AÇIKLAMA:     İbn Battal şöyle demiştir: "Zekât memurlarının, zekâtı teslim alma görevi verilmiş olan kimseler olduğu konusunda âlimlerin görüş birliği bulunmaktadır."

 

el-Mühelleb şöyle der: "Buradaki hadis, emîn olan kimseye hesap sorulması konusunda bir delildir.
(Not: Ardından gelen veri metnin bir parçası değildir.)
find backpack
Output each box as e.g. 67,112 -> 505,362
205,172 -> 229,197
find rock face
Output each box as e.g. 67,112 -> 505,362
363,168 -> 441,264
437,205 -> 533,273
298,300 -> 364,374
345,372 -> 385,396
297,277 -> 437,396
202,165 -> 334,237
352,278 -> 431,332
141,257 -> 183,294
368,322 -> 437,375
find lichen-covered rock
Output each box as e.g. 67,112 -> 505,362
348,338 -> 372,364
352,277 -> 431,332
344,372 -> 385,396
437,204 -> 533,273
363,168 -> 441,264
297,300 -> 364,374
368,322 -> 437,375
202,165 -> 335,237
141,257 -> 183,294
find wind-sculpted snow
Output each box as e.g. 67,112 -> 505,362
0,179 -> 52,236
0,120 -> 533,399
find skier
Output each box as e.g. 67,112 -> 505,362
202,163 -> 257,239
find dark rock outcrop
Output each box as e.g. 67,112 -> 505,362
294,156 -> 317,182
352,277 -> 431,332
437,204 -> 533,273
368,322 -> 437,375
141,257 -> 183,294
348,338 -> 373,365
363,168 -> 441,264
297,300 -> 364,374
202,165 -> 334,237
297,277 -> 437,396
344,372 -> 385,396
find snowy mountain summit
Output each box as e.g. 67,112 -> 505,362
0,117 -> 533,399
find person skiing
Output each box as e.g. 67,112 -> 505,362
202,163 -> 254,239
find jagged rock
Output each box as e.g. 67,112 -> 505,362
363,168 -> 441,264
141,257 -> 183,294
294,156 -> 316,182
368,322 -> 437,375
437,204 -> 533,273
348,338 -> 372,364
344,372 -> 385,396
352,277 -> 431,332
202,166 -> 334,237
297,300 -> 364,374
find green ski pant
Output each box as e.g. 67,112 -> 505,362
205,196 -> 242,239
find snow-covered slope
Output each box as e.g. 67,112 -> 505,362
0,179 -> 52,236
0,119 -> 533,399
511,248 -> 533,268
Onun hesaba çekilmesi bir anlamda, eminlik özelliğini doğrultmaktır."

 

İbnü'l-Müneyyir "Haşiye’’de şöyle demiştir: "Bu olayda, söz konusu memurun, zekât malından kendisi için harcamış olması ve bundan dolayı ne kadar topladığı ve ne kadar harcadığını ortaya koymak için hesaba çekilmiş olması muhtemeldir."

 

Bu görüşe şöyle cevap verdim: Hadisin diğer varyantları dikkate alınırsa, hesaba çekilmesinin sebebi şudur: Memurda, zekât mallarından bir şey bulun­muş, o da bunun, kendisine hediye olarak verildiğini iddia etmiştir.

 

 

باب: استعمال إبل الصدقة وألبانها لأبناء السبيل.
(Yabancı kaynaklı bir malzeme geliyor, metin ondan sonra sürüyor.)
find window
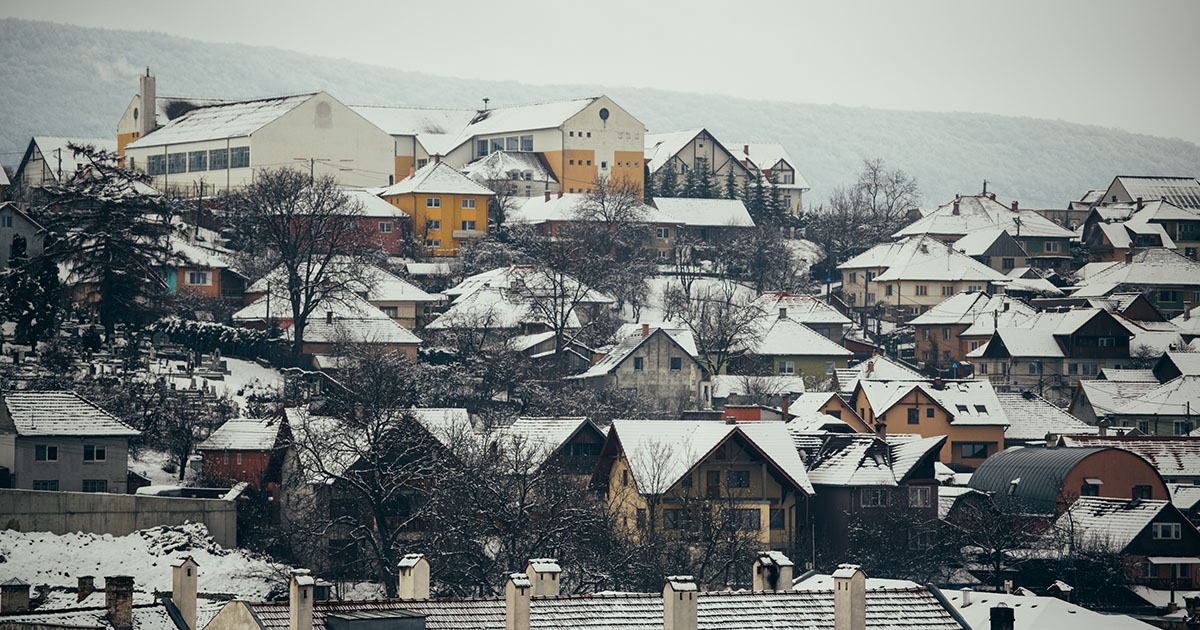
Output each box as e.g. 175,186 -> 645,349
859,488 -> 888,508
167,154 -> 187,174
725,470 -> 750,488
1153,523 -> 1181,540
959,442 -> 988,460
146,155 -> 167,175
187,151 -> 209,172
908,486 -> 932,508
229,146 -> 250,168
187,271 -> 212,287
68. Zekât Olarak Verilen Develerin Ve Sütlerinin Yolda Kalmış Olanlar İçin Kullanılması

 

حدثنا مسدد: حدثنا يحيى، عن شعبة: حدثنا قتادة، عن أنس رضي الله عنه:

 أن ناسا من عرينة، اجتووا المدينة، فرخص لهم رسول الله صلى الله عليه وسلم أن يأتوا إبل الصدقة، فيشربوا من ألبانها وأبوالها، فقتلوا الراعي واستاقوا الذود، فأرسل رسول الله صلى الله عليه وسلم، فأتي بهم، فقطع أيديهم وأرجلهم، وسمر أعينهم، وتركهم بالحرة يعضون الحجارة.تابعه أبو قلابة، وحميد، وثابت، عن أنس.

 

[-1501-] Enes r.a. şöyle anlatır: "Ureyne kabilesinden bir grup Medine'de, veba'dan kaynaklanan bir hastalığa yakalandı. Resûlullah Sallallahu Aleyhi ve Sellem onların zekât develerinin bulunduğu yere gitmelerine izin verdi. Oraya gidip zekât develerinin sütünü ve idrarını içtiler. Daha sonra çobanı öldürüp develeri götürdüler. Bunun üzerine Resûlullah Sallallahu Aleyhi ve Sellem bir grup gönderdi. Onları yakalayıp getirdiler. Onların ellerini, ayaklarını kestirdi. Gözlerini oydurdu. Onları Harre adlı bölgeye terketti. Orada taşları kemirip durdular."

 

 

AÇIKLAMA:     İbn Battal şöyle demiştir: "Buhârî'nin buradaki amacı, zekâtın, bilinen sekiz sınıfın tamamına verilmesinin gerekli olduğu yönündeki görüşün aksine, sadece bir sınıfa verilebileceğini ortaya koymaktır." Fakat bu görüş tartışmaya açıktır. Çünkü Resûlullah Sallallahu Aleyhi ve Sellem belki onlara, sadece onların payına düşecek miktar için izin vermiştir. Üstelik bu malların mülkiyetini onlara verdiğine dair bir bilgi de mevcut değildir. Sadece, tedavi olmaları için deve sütünden içmelerine izin vermiştir.

 

Buhari, buradan yola çıkarak deveden diğer yönlerden de istifade edilmesinin caiz olduğu hükmünü   çıkarmıştır. Deve sütünü içmenin caiz olduğunu, bu zaten apaçık bir durum olduğu için söylememiştir.

 

Bu hadise yer verilmesindeki amaç şu hükmü ortaya koymaktır: Devlet başkanı, zekât malının mülkiyetini vermeden, ihtiyaca göre, zekât verilebilecek sınıflardan birinin onlardan yararlanmasına izin verebilir. Diğer yandan hadiste, Hz. Nebi'in Urayneliler dışında başkalarına söz konusu zekâtlardan vermediğine dair açık bir bilgi yoktur. Her ne kadar İbn Battal bunun kesin bir delil olduğunu iddia etse bile, bizce dalaleti açık değildir.